Reading program vrooms into school

Events to get more boys to read include car show and radio-controlled races

November 26, 2006|By Cassandra A. Fortin | Cassandra A. Fortin,special to the sun

Verna Horsey blew up a green balloon and helped Alex Sandmeier attach it to a tube on a toy race car. The 5-year-old put the car on the floor, hoping it would zip away in a flash. But the car lurched about two feet and sputtered to a stop.

"Oh no," groaned Horsey, a fourth-grade teacher at Hickory Elementary School. "That one was a dud."

The Bel Air kindergartner giggled while Horsey blew up another balloon.

This time he let go of the car and it sped across the floor.

"Wow! 110 inches! You're one of the top racers today," Horsey said.

Horsey put Alex's name on a board where she was recording distances. Then she gave him a sticker.

Alex joined hundreds of children and their parents at the school on a recent Saturday for a reading incentive event called Driven to Read, which was started as a way to encourage fathers to read with their sons.

Statistics from the U.S. Department of Education show that boys score worse than girls in reading in every age group, said Kay Smith, a reading specialist at the school.
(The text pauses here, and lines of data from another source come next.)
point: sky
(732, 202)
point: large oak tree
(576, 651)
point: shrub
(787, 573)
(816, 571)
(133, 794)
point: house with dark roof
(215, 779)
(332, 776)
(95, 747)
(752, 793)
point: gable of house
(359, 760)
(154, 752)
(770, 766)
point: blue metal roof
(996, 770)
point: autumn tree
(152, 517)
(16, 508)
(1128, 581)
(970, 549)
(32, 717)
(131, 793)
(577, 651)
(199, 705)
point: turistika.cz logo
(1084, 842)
"So we wanted to create a reading incentive that would interest both boys and their fathers," Smith said.

The program included reading games, radio-controlled racing for kids and a car show that was open to the public.
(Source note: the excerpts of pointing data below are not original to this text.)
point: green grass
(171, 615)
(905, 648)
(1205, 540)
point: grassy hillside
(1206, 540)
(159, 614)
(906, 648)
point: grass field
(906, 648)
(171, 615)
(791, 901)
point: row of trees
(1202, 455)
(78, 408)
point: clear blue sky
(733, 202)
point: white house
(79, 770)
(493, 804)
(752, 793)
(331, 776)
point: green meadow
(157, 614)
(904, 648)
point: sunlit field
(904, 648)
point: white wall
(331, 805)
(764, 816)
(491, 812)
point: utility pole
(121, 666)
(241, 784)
For the games, each participant received a bag containing a flier about the program, a car-shaped notepad, a bookmark, a list of 10 ways to encourage reading, and a note card with a sticker showing part of a car.

Each pupil took the note card to each of the stations set up in the school gymnasium. After they finished a game, the pupils received stickers needed to complete the car: exhaust pipes, flames, flags, wheels, air-intake pipes and stripes.

Trophies, ribbons, racecar tattoos and comic books were awarded for some events.

Radio-controlled car racing was also featured, with kids racing their cars down a strip next to the parking lot.

A car show attracted more than 50 vehicles. The cost to enter the show was $10. The proceeds go toward the school's goal of raising about $45,000 for playground equipment.

Although fundraising was a goal, the main motivation for the event was getting more boys to read. The idea was born last year after a reading program with a camping theme failed, Smith said.

Only one father and 70 of the school's 700 pupils attended that event, she said. Event coordinators wanted a theme that would get the boys more excited about reading and pull in more fathers.

"Boys don't read as much as girls," Smith said. "And dads get into sports. So we thought maybe a car racing theme might work."

Smith was pleased with this year's turnout.

"I've never seen this many parents attend an event at our school," Smith said. "There are a lot of parents here that would not necessarily show up for any other events."

The program also served to get the community involved in a school function, said Principal Gail Connolly.

"There are men and women with their cars out in front of the school that don't have children that attend Hickory, but they are out here to help support us," she said. "This project is good on a lot of levels."

A case in point was Jim Teague, who entered his 1969 Firebird in the car show.

"My children, my wife and I attended Hickory Elementary," the Street resident said. "We don't live in this community any longer, but this program gave us a chance to do something to support the school. Education is the number one thing in life, and we as a community should do anything we can to give future generations a brighter future."

The program will continue with activities throughout the school year, Smith said. The pupils have calendars for documenting how much time they spend reading at home, Smith said. Each month the reading time is logged and displayed on a poster in each classroom as a car adorned with the teacher's photo makes progress around a racetrack depending on how much pupils read.

"The students have never gotten so interested in filling out their reading calendars," Smith said. "Last year we gave out mugs, and we had 30 percent participation. This year about 80 percent of the students are participating. And it's all because of the competition. Students want their teachers to get around the track first."

The program provides a way to spend time learning with children, said Shay Burrows, a parent from Bel Air.

"My son has been so excited about coming to this event all week. I've been gone, so I saw it as a way to come out and spend time with my children," said Burrows, a structural engineer. "It's a great way for parents to interact with their children in a personal way as they learn."